Una vez comprendido qué es el crédito FUNDAE y cuál es su papel dentro de la estrategia formativa, el siguiente paso consiste en entender cómo funciona en la práctica. Conocer su lógica operativa permite planificar con mayor claridad y evitar interpretaciones imprecisas sobre su aplicación.
El funcionamiento del crédito formativo se apoya en tres elementos clave: el cálculo anual, la cofinanciación y la aplicación de la bonificación en los seguros sociales. Comprender estos tres pilares facilita integrar FUNDAE dentro de la planificación económica de la empresa.
El crédito disponible cada año depende fundamentalmente de dos variables:
A partir de estos datos, se aplica un porcentaje que varía según el tamaño de la empresa.
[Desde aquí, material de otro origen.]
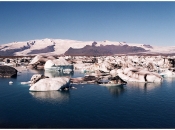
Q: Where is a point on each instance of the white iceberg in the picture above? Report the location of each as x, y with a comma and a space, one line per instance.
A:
50, 84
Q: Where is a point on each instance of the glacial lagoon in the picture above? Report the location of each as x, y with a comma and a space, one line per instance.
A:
134, 105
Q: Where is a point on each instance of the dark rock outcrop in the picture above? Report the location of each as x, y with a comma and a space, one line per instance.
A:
44, 50
7, 71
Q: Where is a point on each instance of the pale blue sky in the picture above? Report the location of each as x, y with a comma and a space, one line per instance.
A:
134, 22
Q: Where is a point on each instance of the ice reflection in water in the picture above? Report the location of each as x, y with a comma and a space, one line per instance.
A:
144, 86
51, 96
116, 90
52, 74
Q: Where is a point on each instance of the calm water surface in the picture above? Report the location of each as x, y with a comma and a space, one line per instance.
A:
135, 105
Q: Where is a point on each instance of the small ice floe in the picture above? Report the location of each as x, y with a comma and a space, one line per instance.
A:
26, 82
73, 87
10, 82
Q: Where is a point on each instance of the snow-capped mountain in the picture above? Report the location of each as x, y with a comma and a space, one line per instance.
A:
60, 46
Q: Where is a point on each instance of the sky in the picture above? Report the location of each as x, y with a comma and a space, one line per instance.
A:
131, 22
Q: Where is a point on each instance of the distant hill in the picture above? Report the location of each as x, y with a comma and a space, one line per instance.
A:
72, 47
103, 50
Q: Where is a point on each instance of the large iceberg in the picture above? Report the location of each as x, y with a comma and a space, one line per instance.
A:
50, 84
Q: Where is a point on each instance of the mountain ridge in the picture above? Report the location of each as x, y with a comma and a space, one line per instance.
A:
62, 46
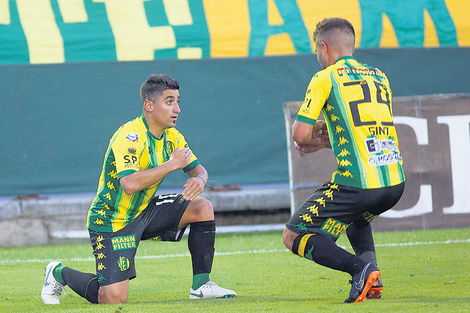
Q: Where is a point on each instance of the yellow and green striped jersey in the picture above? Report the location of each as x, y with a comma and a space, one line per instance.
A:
356, 101
132, 148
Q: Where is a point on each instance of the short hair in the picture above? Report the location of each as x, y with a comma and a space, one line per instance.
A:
155, 85
329, 24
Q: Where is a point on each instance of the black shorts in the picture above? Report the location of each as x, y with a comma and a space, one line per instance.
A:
115, 252
332, 208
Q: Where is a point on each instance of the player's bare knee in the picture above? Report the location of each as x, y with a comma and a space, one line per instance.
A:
199, 210
205, 210
288, 237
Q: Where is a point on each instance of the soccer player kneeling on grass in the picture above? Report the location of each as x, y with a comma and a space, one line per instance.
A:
139, 156
356, 102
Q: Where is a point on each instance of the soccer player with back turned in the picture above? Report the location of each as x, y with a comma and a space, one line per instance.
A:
125, 210
356, 102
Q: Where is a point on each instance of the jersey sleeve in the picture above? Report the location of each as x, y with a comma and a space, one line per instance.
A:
127, 147
181, 143
316, 96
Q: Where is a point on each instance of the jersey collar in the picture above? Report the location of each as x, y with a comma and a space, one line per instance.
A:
148, 131
345, 58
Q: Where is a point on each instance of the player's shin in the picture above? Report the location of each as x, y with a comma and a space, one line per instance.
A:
201, 241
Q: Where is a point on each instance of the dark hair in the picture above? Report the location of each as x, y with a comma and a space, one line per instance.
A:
155, 85
328, 24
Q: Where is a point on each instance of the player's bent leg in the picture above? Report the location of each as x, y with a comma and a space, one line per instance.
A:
114, 293
288, 237
198, 210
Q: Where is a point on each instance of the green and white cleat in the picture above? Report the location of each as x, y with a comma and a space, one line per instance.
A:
52, 289
211, 290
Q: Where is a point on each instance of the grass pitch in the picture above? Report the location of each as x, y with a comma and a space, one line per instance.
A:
423, 271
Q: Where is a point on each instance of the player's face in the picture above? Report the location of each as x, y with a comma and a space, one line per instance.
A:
166, 109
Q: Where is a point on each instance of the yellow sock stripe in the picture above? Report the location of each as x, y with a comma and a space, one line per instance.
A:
302, 244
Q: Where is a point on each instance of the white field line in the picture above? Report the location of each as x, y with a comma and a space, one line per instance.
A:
261, 251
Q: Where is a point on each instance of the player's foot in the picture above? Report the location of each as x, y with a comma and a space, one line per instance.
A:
211, 290
52, 289
375, 292
362, 282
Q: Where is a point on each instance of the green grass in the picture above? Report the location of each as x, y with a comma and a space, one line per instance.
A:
432, 277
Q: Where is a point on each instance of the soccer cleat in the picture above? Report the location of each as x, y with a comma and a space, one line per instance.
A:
52, 289
362, 282
211, 290
375, 292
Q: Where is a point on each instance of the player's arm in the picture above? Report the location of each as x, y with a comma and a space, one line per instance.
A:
310, 138
196, 182
141, 180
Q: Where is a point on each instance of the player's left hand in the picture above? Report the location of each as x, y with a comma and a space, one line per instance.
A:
194, 187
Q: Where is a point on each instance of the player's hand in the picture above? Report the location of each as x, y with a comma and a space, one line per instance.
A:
180, 157
194, 187
320, 130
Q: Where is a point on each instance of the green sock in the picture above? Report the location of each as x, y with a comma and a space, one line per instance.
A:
199, 280
57, 273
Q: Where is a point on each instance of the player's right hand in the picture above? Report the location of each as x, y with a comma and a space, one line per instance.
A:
181, 157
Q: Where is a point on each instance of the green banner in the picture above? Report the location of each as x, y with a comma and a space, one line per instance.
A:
58, 31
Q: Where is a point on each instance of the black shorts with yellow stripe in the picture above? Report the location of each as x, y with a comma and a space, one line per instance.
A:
115, 252
332, 208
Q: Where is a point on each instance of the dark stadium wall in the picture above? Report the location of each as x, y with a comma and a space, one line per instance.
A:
57, 119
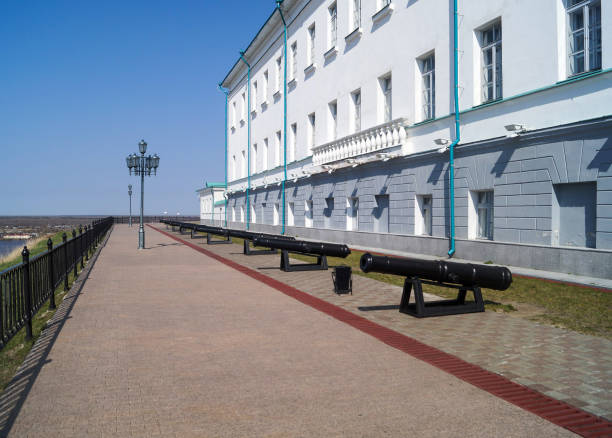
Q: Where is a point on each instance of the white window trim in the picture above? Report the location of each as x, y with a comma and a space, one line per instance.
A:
585, 6
494, 46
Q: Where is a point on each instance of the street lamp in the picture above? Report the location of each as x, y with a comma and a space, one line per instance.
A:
142, 166
130, 194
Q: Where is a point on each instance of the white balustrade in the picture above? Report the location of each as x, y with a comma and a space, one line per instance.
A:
371, 140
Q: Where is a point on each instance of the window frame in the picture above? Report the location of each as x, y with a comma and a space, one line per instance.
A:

El resultado es el importe anual que podrá utilizarse para bonificar acciones formativas.
En términos prácticos, esto significa que la empresa no dispone de un crédito arbitrario, sino de una cantidad vinculada directamente a su estructura y a sus cotizaciones previas.
Además, las empresas de 1 a 5 trabajadores cuentan con un crédito mínimo garantizado, lo que permite que incluso las organizaciones de menor tamaño puedan acceder a formación bonificada.
Conocer esta cifra al inicio del año aporta una base objetiva para diseñar el plan formativo.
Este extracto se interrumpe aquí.